I think about the funeral for Ron on Thursday. It was just about 20 minutes before the service was to begin when Bob, looking at the pretty bare altar, asked me if we would be celebrating Holy Communion. In that moment I realized I had not remembered to alert members of the Altar Guild that Communion would be part of the service. So I went to those working in the kitchen who already had their hands full, who said, “Talk to Charlene.” Which I did….and my potential embarrassment was averted. (Had I not just shared this with you, except for Bob, Linda, Meredith, Luanne, Nora, and Charlene, no one would known that I would probably progressed well into the service before realizing my oversight.) In that moment God had given quiet work for a number of us to do so that all of us would be blessed.

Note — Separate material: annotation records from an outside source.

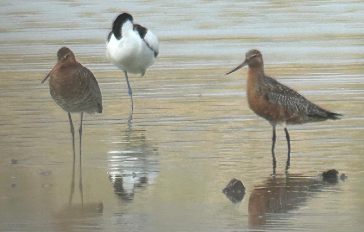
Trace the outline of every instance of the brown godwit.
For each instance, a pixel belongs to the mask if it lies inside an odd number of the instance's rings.
[[[338,119],[339,117],[342,115],[321,108],[293,89],[266,76],[262,53],[257,50],[251,50],[247,52],[244,62],[226,75],[246,65],[249,66],[246,92],[249,106],[257,115],[268,120],[273,127],[272,153],[274,174],[276,167],[274,153],[277,137],[276,126],[280,123],[284,124],[288,150],[286,172],[290,166],[291,146],[286,124]]]
[[[73,150],[72,182],[70,203],[72,200],[75,186],[75,130],[71,117],[71,113],[81,114],[80,136],[80,190],[82,204],[82,171],[81,165],[81,137],[83,113],[102,113],[101,92],[97,81],[91,71],[76,60],[75,55],[68,48],[61,48],[57,53],[58,60],[50,72],[42,81],[50,78],[51,96],[57,104],[68,113],[72,134]]]

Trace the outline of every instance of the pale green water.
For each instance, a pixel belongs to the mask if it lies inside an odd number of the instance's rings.
[[[0,5],[0,231],[362,230],[364,3]],[[124,78],[105,57],[104,44],[113,19],[124,10],[160,39],[160,56],[146,75],[130,76],[130,123]],[[63,45],[94,72],[103,97],[103,113],[84,117],[83,208],[78,182],[68,205],[67,113],[40,84]],[[288,127],[290,173],[316,176],[335,168],[348,177],[345,181],[316,186],[310,179],[271,180],[271,128],[248,106],[246,69],[224,75],[254,48],[262,53],[267,74],[344,115]],[[73,117],[78,128],[79,116]],[[286,152],[282,129],[276,151],[280,173]],[[236,204],[221,192],[234,177],[246,188]],[[257,194],[261,200],[254,200]],[[254,217],[270,199],[276,210]]]

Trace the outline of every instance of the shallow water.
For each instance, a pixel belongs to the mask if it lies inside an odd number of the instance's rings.
[[[0,231],[362,229],[361,1],[0,5]],[[124,10],[160,40],[159,56],[145,76],[130,76],[131,121],[122,72],[105,57],[109,28]],[[40,83],[64,45],[93,72],[103,95],[103,113],[84,117],[83,207],[78,159],[68,204],[67,113]],[[270,175],[272,129],[248,105],[246,69],[224,75],[253,48],[262,52],[267,74],[344,115],[289,126],[293,180],[282,173],[282,127],[280,174]],[[73,117],[78,128],[79,116]],[[320,172],[332,168],[348,179],[323,182]],[[233,178],[246,188],[238,204],[221,192]]]

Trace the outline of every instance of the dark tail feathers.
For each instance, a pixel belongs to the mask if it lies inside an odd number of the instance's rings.
[[[341,115],[340,113],[332,113],[332,112],[329,112],[327,114],[327,118],[329,119],[333,119],[334,120],[336,120],[336,119],[340,119],[340,117],[343,117],[343,115]]]

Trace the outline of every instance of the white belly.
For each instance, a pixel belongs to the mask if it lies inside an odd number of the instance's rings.
[[[144,74],[154,62],[154,52],[134,33],[119,40],[112,35],[106,50],[107,57],[114,65],[127,72]]]

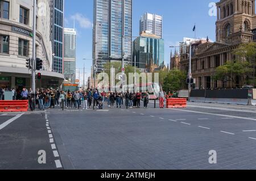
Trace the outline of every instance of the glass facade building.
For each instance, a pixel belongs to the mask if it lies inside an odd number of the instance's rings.
[[[164,41],[162,39],[140,36],[133,42],[133,60],[136,66],[144,69],[151,65],[160,66],[164,62]],[[134,62],[133,65],[134,65]]]
[[[97,72],[106,62],[122,61],[123,20],[125,63],[131,64],[132,0],[94,0],[93,58]]]
[[[76,83],[76,32],[75,29],[64,28],[64,74],[65,79]]]
[[[52,70],[63,73],[64,0],[51,0]]]

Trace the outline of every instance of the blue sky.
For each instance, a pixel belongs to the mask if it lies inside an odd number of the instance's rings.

Truly it is in the midst of Jesus’ gift of words and wisdom that Jesus calls us to work. (For me to heed Jesus’ calling I needed to show up at Robinwood Landing Friday night and yesterday morning. I needed to work, to be in Phil and Karen’s’ life at this particular moment as Karen’s earthly journey was ending.)
There are no exceptions. At any given time, at whatever stage of life we find ourselves, with whatever our weaknesses or limitations or disabilities, all of us are called, called to work each day of our lives as the Lord directs. Paul’s words in this letter to the Thessalonians and at times to us are both harsh and loving: Beloved…we hear that some of you are living in idleness, mere busybodies, not doing any work. Now such persons we command and exhort in the Lord Jesus Christ to do their work quietly…Brothers and sisters, do not be weary in doing what is right.